Open HackToHell opened 5 years ago
Was able to isolate logs better, getting
WARN: 2019/02/28 16:09:51.536184 Vetoed installation of hairpin flow FlowSpec{keys: [InPortFlowKey{vport: 1} EthernetFlowKey{src: 12:cc:f5:35:61:28, dst: 66:2f:0f:7c:15:6d}], actions: [OutputAction{vport: 1}]}
WARN: 2019/02/28 16:09:52.536743 Vetoed installation of hairpin flow FlowSpec{keys: [EthernetFlowKey{src: 12:cc:f5:35:61:28, dst: 66:2f:0f:7c:15:6d} InPortFlowKey{vport: 1}], actions: [OutputAction{vport: 1}]}
WARN: 2019/02/28 16:09:54.540654 Vetoed installation of hairpin flow FlowSpec{keys: [EthernetFlowKey{src: 12:cc:f5:35:61:28, dst: 66:2f:0f:7c:15:6d} InPortFlowKey{vport: 1}], actions: [OutputAction{vport: 1}]}
WARN: 2019/02/28 16:09:58.548697 Vetoed installation of hairpin flow FlowSpec{keys: [EthernetFlowKey{src: 12:cc:f5:35:61:28, dst: 66:2f:0f:7c:15:6d} InPortFlowKey{vport: 1}], actions: [OutputAction{vport: 1}]}
WARN: 2019/02/28 16:10:06.570492 Vetoed installation of hairpin flow FlowSpec{keys: [EthernetFlowKey{src: 12:cc:f5:35:61:28, dst: 66:2f:0f:7c:15:6d} InPortFlowKey{vport: 1}], actions: [OutputAction{vport: 1}]}
WARN: 2019/02/28 16:10:08.568584 Vetoed installation of hairpin flow FlowSpec{keys: [EthernetFlowKey{src: 12:cc:f5:35:61:28, dst: 66:2f:0f:7c:15:6d} InPortFlowKey{vport: 1}], actions: [OutputAction{vport: 1}]}
IN
12:cc:f5:35:61:28 is the weave bridge IP.

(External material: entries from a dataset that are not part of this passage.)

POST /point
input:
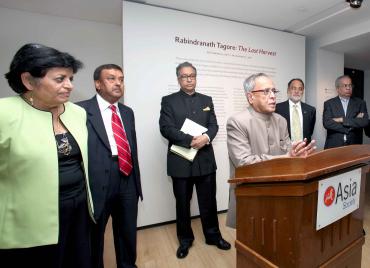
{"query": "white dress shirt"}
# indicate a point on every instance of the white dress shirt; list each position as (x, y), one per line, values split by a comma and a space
(299, 108)
(106, 113)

6: weave: <BROADCAST,MULTICAST,UP,LOWER_UP> mtu 1376 qdisc noqueue state UP group default qlen 1000
link/ether 12:cc:f5:35:61:28 brd ff:ff:ff:ff:ff:ff
inet 10.32.200.0/16 brd 10.32.255.255 scope global weave
valid_lft forever preferred_lft forever
inet6 fe80::10cc:f5ff:fe35:6128/64 scope link
valid_lft forever preferred_lft forever
Looks like it was an issue in Openshift SDN
OpenShift and Weave Net are implemented in completely different ways; there is no reason to suppose that a similar symptom in one would be related to another.

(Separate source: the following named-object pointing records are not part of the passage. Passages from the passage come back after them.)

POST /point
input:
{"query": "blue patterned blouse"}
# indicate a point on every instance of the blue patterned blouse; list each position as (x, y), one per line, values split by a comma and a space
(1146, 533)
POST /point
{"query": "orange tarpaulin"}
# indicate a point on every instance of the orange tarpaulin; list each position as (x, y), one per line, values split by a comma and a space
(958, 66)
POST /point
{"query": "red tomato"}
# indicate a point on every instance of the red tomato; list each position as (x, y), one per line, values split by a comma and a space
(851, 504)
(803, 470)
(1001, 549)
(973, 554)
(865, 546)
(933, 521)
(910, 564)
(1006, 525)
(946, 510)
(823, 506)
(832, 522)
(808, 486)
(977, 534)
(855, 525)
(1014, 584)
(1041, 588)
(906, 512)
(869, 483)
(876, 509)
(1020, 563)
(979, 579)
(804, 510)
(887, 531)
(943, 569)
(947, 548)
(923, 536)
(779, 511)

Vetoed installation of hairpin flow
This can happen in harmful and non-harmful cases - see #2808
From the Weave logs, this is a sign of something definitely wrong:
INFO: 2019/03/01 05:30:40.299239 overlay_switch ->[12:e6:b4:29:a8:6e(ocg2vfett)] sleeve timed out waiting for UDP heartbeat
INFO: 2019/03/01 05:30:40.299244 overlay_switch ->[32:2b:7e:8b:3d:ed(ocg2bupgd)] sleeve timed out waiting for UDP heartbeat
INFO: 2019/03/01 05:30:40.299474 overlay_switch ->[c6:29:85:f4:63:a9(ocbuild-g2smppi)] sleeve timed out waiting for UDP heartbeat
INFO: 2019/03/01 05:30:40.302852 overlay_switch ->[42:77:f6:7f:39:1c(ocg2ogfsz)] sleeve timed out waiting for UDP heartbeat
INFO: 2019/03/01 05:30:40.307102 overlay_switch ->[be:e2:0b:28:c4:be(oc-infra-1)] sleeve timed out waiting for UDP heartbeat
INFO: 2019/03/01 05:30:40.310343 overlay_switch ->[12:cc:f5:35:61:28(ocg2xpkdi)] sleeve timed out waiting for UDP heartbeat
INFO: 2019/03/01 05:30:40.314442 overlay_switch ->[7e:ec:c5:cd:ee:bc(oc-infra-0)] sleeve timed out waiting for UDP heartbeat
INFO: 2019/03/01 05:30:40.317610 overlay_switch ->[76:e3:6d:b1:9b:0a(ocbuild-g2ijddl)] sleeve timed out waiting for UDP heartbeat
INFO: 2019/03/01 05:30:40.317910 overlay_switch ->[42:81:a1:34:2e:da(oc-master-1)] sleeve timed out waiting for UDP heartbeat
INFO: 2019/03/01 05:30:40.318902 overlay_switch ->[b2:2e:c7:e3:fe:80(oc-node-2)] sleeve timed out waiting for UDP heartbeat
this means that several heartbeats were missed. Yet those nodes continue to appear in later log messages.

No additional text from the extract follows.